Dariusz Pietrasiak i Mateusz Cetnarski, bo o nich tutaj mowa, byli kluczowymi postaciami GKS-u. Pierwszy z wymienionych zawodników przez wiele długich lat był kapitanem Brunatnych i ostoją górniczej defensywy. "Cetnar" zaś jeszcze kilka miesięcy temu był rozgrywającym bełchatowian. - Przed pierwszym gwizdkiem czy po meczu możemy być przyjaciółmi, ale w trakcie spotkania jesteśmy rywalami - mówi pomocnik Śląska Wrocław.

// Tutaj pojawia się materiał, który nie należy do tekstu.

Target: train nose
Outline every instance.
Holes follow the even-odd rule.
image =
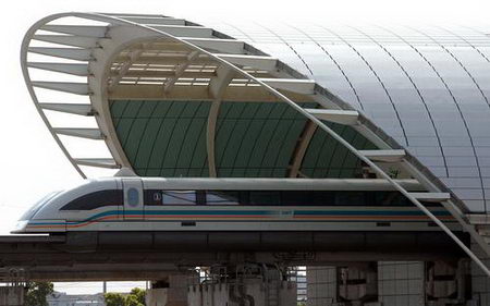
[[[17,223],[15,224],[15,228],[13,231],[11,231],[12,234],[19,234],[19,233],[24,233],[26,228],[27,228],[27,223],[29,221],[28,220],[20,220],[17,221]]]

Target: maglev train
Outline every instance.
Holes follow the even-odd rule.
[[[409,191],[421,189],[413,180],[399,182]],[[455,224],[439,204],[425,204]],[[47,195],[22,216],[12,233],[359,230],[438,228],[379,179],[114,176]]]

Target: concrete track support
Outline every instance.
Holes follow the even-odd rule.
[[[0,306],[24,306],[25,294],[21,285],[0,286]]]
[[[147,306],[187,306],[187,274],[172,274],[151,283],[146,293]]]

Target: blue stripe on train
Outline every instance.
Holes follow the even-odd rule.
[[[83,221],[69,221],[69,222],[29,222],[29,224],[35,225],[63,225],[63,224],[81,224],[85,222],[90,222],[93,220],[108,217],[108,216],[117,216],[123,211],[119,210],[110,210],[100,212],[91,216]],[[277,210],[124,210],[124,213],[127,215],[149,215],[149,216],[193,216],[193,215],[201,215],[201,216],[217,216],[217,215],[259,215],[259,216],[273,216],[278,215]],[[451,216],[448,211],[432,211],[433,215],[445,217]],[[293,210],[294,216],[425,216],[422,211],[393,211],[393,210]]]

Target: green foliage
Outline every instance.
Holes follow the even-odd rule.
[[[139,304],[145,305],[145,295],[146,292],[143,289],[134,287],[128,296],[134,295],[136,297],[136,301],[139,302]]]
[[[144,306],[145,304],[139,303],[136,295],[130,294],[126,296],[125,306]]]
[[[107,306],[125,306],[126,299],[121,293],[106,293],[103,295],[103,298],[106,299]]]
[[[54,291],[54,285],[50,282],[27,283],[26,306],[48,306],[46,296]]]
[[[106,293],[107,306],[145,306],[145,291],[135,287],[124,297],[121,293]]]

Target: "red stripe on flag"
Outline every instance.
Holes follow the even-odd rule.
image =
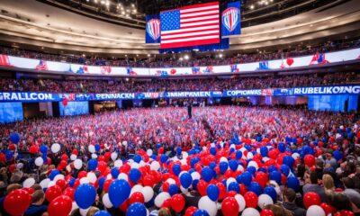
[[[161,43],[160,49],[191,47],[191,46],[206,45],[206,44],[219,43],[219,42],[220,42],[220,38],[194,40],[194,41],[176,42],[176,43]]]

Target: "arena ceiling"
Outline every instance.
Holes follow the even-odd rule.
[[[143,4],[145,1],[138,0],[137,4]],[[358,0],[335,0],[331,4],[290,18],[245,27],[240,37],[230,39],[230,51],[358,37],[359,29]],[[0,42],[21,48],[27,45],[117,56],[158,53],[158,45],[145,44],[144,35],[141,28],[104,22],[40,1],[2,0],[0,5]]]

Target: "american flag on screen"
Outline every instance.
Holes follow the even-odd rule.
[[[220,42],[219,2],[160,13],[161,49]]]

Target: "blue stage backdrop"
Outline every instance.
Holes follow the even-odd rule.
[[[160,16],[146,16],[146,43],[160,43]]]
[[[0,103],[0,123],[7,123],[23,120],[21,102]]]
[[[241,3],[228,3],[221,14],[221,36],[239,35],[241,33]]]
[[[65,115],[80,115],[89,113],[89,103],[85,102],[68,102],[68,105],[64,106],[62,102],[58,103],[61,116]]]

Na ławce trenerskiej w Bełchatowie ponownie pojawi się również Orest Lenczyk, autor największego sukcesu w historii Torfiorzy - wicemistrzostwa Polski. W ubiegłym sezonie wrocławianie zdołali ograć GKS dwukrotnie. Czy w sobotę ponownie zwycięży ekipa Lenczyka?
W Bełchatowie mają nadzieje, że tak się nie stanie. Do zdrowia wrócił Dawid Nowak, najlepszy napastnik bełchatowian. W pełni zdrowia jest też między innymi Kamil Kosowski, który kilka tygodni temu narzekał na ból pleców. - Jest coraz lepiej. Nie chcę niczego zapeszać, ale jeżeli miałoby być cały czas jak jest teraz to bym się z tego cieszył. O ile się tylko nie pogorszy to jest dobrze - mówił kilka dni temu były reprezentant Polski.

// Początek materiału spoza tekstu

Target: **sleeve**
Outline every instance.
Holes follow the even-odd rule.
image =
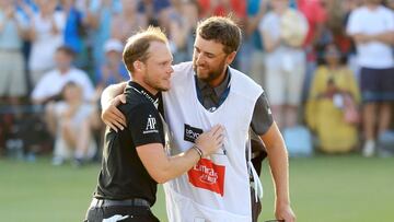
[[[269,13],[266,14],[258,23],[258,31],[264,32],[268,30],[268,25],[269,25],[268,20],[269,20]]]
[[[92,101],[94,98],[94,87],[92,81],[89,79],[85,72],[82,72],[81,77],[83,77],[82,85],[83,85],[83,98],[85,101]]]
[[[387,24],[387,31],[394,32],[394,11],[393,10],[389,10],[386,24]]]
[[[45,98],[45,96],[48,96],[48,95],[46,95],[47,87],[45,87],[45,85],[47,85],[46,80],[47,80],[47,78],[44,77],[42,80],[38,81],[37,85],[33,89],[33,92],[31,95],[33,100],[43,100],[43,98]]]
[[[273,125],[274,118],[265,92],[257,98],[253,110],[252,130],[256,135],[265,135]]]
[[[164,143],[161,137],[162,120],[154,106],[141,104],[129,116],[128,126],[136,147],[150,143]]]

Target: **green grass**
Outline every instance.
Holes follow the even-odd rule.
[[[317,156],[290,161],[293,209],[299,222],[394,221],[394,159]],[[54,167],[0,160],[0,221],[82,221],[96,185],[100,165]],[[267,166],[260,221],[274,218],[273,186]],[[166,221],[159,189],[154,213]]]

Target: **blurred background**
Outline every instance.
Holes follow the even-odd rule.
[[[243,31],[290,155],[300,222],[394,221],[393,0],[0,0],[0,221],[82,221],[100,171],[100,96],[148,25],[192,60],[198,21]],[[266,161],[265,161],[266,162]],[[262,221],[274,218],[269,167]],[[166,221],[164,196],[154,212]]]

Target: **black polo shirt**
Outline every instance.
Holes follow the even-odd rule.
[[[143,198],[155,202],[157,182],[148,174],[136,148],[150,143],[164,147],[163,124],[155,107],[158,98],[136,82],[128,82],[126,104],[118,106],[127,127],[114,131],[107,127],[102,170],[94,196],[105,199]]]

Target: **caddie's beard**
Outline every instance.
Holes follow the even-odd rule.
[[[209,67],[208,67],[208,68],[209,68]],[[223,60],[222,62],[220,62],[219,66],[217,66],[216,69],[213,69],[213,70],[210,69],[209,71],[208,71],[208,69],[205,70],[205,71],[208,71],[208,73],[207,73],[207,74],[204,74],[202,71],[201,71],[201,72],[198,71],[198,66],[197,66],[196,63],[193,65],[193,69],[194,69],[194,71],[196,72],[197,78],[198,78],[199,80],[206,82],[206,83],[209,83],[209,82],[211,82],[211,81],[220,78],[220,75],[223,73],[223,71],[225,70],[225,68],[227,68],[227,66],[225,66],[224,60]]]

Gra, z jednej strony, będzie toczyła się o powrót na fotel lidera Ekstraklasy, a z drugiej o przełamanie. Pierwszy wariant tyczy się oczywiście wicemistrzów Polski z ubiegłego sezonu. Do piątku liderowali oni w lidze, ale po zwycięstwie Lecha nad Koroną utracili pierwszą pozycję na rzecz drużyny z Poznania.

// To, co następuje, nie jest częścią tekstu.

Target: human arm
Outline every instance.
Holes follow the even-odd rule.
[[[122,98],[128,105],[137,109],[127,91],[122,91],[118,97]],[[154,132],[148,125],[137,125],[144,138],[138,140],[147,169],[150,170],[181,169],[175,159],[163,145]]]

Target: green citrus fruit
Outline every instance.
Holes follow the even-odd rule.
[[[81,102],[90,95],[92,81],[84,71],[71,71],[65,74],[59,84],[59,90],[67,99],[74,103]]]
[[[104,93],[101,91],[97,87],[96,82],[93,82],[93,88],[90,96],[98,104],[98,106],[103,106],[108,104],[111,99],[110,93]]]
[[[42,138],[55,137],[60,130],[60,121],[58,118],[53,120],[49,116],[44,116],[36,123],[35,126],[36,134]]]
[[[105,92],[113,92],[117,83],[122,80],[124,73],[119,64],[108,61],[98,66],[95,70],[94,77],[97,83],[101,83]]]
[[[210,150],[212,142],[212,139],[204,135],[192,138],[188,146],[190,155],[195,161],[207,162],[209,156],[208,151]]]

W Bełchatowie z kolei wszyscy czekają na drugie w tym sezonie zwycięstwo, o które w meczu ze Śląskiem będzie niesamowicie trudno. Optymiści upatrują szansy dobrej grze w meczu z Lechią Gdańsk, gdzie biało-zielono-czarni wypracowali sobie kilka stuprocentowych sytuacji, ale nie zdołali wykorzystać ani jednej. Czy w sobotę będzie podobnie?
PGE GKS Bełchatów - Śląsk Wrocław / sb. 15.10.2011r. godz.13:30
Przewidywane składy:
GKS: Sapela - Modelski, Lacić, Szmatiuk, Mysiak - Wróbel, Fonfara, Baran, Bożok, Kosowski - Nowak.
Śląsk: Kelemen - Socha, Celeban, Fojut, Pawelec - Elsner, Dudek, Madej, Mila, Sobota - Diaz.
Sędzia: Marcin Borski.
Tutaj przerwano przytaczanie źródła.